Estimation objective du "haze" et retentissement visuel après PhotoKératectomie Réfractive (PKR) (Am J Ophthalmol 2001 ; 132(2) : 204-10, C. Van de Pol et al) {www.ajo.com} {corina.vandepol@se.amedd.army.mil}
Après PKR, des opacités cornéennes transitoires à type de haze peuvent apparaître. Dans ce travail prospectif, 44 yeux ont été examinés avant puis 1, 3, 6 et 12 mois après l'intervention. Sept sujets témoins avaient eu un LASIK ou une pose d'anneaux intracornéens, non générateurs de haze. Un prototype de "hazemeter" a été utilisé, qui a permis des mesures précises du haze, dont le retentissement visuel a été évalué par 2 tests à fort et faible contrastes. Le haze, maximal 1 mois après la PKR, était responsable d'une diminution des performances aux 2 tests, et disparaissait dans environ 8 cas sur 10 au bout de 10 4 mois. Selon les auteurs, le haze intervenait pour 50% dans la baisse visuelle en post-opératoire précoce, alors que d'autres facteurs, en particulier liés à la topographie cornéenne, pouvaient compromettre les résultats fonctionnels à plus long terme.

Sclérotomies avec ou sans suture : une étude comparative en UBM (Ultrasound BioMicroscopy) (Am J Ophthalmol 2001 ; 132(2) : 172-7, AK Kwok et al) {www.ajo.com} {kwokkh@ha.org.hk}
Vingt-cinq patients opérés de vitrectomie trois voies par la pars plana ont été inclus dans l'étude. Chez 16 d'entre eux, les sclérotomies ont été suturées en fin d'intervention, les 9 autres patients ayant été laissés sans suture. Pour comparer le taux d'incarcération vitréenne dans les incisions et leur sévérité, les yeux opérés ont été examinés en UBM une semaine avant la chirurgie puis en post-opératoire à une, 2, 3, 4 semaines, et 2, 3 et 6 mois. Le pourcentage d'incarcération vitréenne dans les sclérotomies était identique dans les 2 groupes (soit respectivement 85,4% et 85,2%) ainsi que leur sévérité, estimée sur une échelle de 0 à 3. La seule différence significative mise en évidence concernait les rétinopathies diabétiques proliférantes. Au cours de la surveillance, aucune modification de l'aspect des incarcérations vitréennes ni complications qui pourraient leur être attribuées n'ont été relevées.

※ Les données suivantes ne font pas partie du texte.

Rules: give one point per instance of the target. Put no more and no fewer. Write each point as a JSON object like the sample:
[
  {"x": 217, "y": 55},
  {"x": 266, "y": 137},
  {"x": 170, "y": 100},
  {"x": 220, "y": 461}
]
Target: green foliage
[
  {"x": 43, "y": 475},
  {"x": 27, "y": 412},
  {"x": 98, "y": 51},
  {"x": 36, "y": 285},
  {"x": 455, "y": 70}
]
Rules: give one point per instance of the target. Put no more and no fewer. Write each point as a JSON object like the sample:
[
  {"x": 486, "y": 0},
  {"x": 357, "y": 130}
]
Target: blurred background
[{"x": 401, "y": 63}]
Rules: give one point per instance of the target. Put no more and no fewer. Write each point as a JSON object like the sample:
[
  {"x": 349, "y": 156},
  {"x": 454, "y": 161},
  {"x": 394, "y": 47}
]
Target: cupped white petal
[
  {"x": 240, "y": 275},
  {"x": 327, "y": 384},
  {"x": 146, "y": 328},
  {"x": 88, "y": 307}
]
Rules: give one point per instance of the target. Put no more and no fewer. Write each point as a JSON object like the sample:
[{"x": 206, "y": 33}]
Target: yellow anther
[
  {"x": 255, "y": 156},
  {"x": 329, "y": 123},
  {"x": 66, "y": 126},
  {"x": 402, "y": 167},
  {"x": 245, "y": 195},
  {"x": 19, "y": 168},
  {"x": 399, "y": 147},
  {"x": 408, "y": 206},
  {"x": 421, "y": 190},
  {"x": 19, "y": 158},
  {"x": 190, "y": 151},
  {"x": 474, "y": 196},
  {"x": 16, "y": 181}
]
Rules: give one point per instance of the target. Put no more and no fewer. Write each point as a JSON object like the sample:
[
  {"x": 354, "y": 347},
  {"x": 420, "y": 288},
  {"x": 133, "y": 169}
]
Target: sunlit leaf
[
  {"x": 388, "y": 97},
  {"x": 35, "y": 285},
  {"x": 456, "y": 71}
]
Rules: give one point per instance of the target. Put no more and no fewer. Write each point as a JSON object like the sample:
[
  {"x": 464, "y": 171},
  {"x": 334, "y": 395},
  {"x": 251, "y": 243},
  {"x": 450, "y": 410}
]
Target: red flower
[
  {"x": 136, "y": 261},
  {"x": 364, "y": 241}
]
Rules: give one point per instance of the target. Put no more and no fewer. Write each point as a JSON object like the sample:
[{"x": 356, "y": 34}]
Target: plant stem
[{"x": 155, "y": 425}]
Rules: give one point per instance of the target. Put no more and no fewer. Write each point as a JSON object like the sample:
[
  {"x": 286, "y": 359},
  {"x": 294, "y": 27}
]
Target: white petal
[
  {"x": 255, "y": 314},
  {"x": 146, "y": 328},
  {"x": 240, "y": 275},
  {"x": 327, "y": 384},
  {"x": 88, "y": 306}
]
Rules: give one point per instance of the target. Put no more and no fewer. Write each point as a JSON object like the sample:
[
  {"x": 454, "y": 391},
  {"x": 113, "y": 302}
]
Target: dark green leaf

Deux aspects de dystrophie cornéenne dus à la mutation BIG-H3 R124H homozyote (Am J Ophthalmol 2001 ; 132(2) : 211-6, H Watanabe et al) {www.ajo.com} {watanabe@ophthal.med.osaka-u.ac.jp}
Huit patients homozygotes pour la mutation BIG-H3 R124H et porteurs d'une dystrophie cornéenne ont été examinés. La moitié d'entre eux présentait des opacités cornéennes de type I : confluentes et d'aspect moucheté dans le stroma antérieur, déjà décrites par de précédents travaux comme étant en liaison avec la mutation étudiée. Dans les autres cas, des opacités réticulées (type II) ont été observées dans le stroma antérieur, ce qui, à la connaissance des auteurs n'avait encore jamais été décrit dans ce contexte. De plus, ce second aspect a été rencontré chez des sujets tous originaires d'une même région du Japon. Ce travail met en évidence deux phénotypes différents de maladie cornéenne pour la même mutation et montre que d'autres facteurs, génétiques ou environnementaux, interviennent probablement dans l'apparition de la dystrophie.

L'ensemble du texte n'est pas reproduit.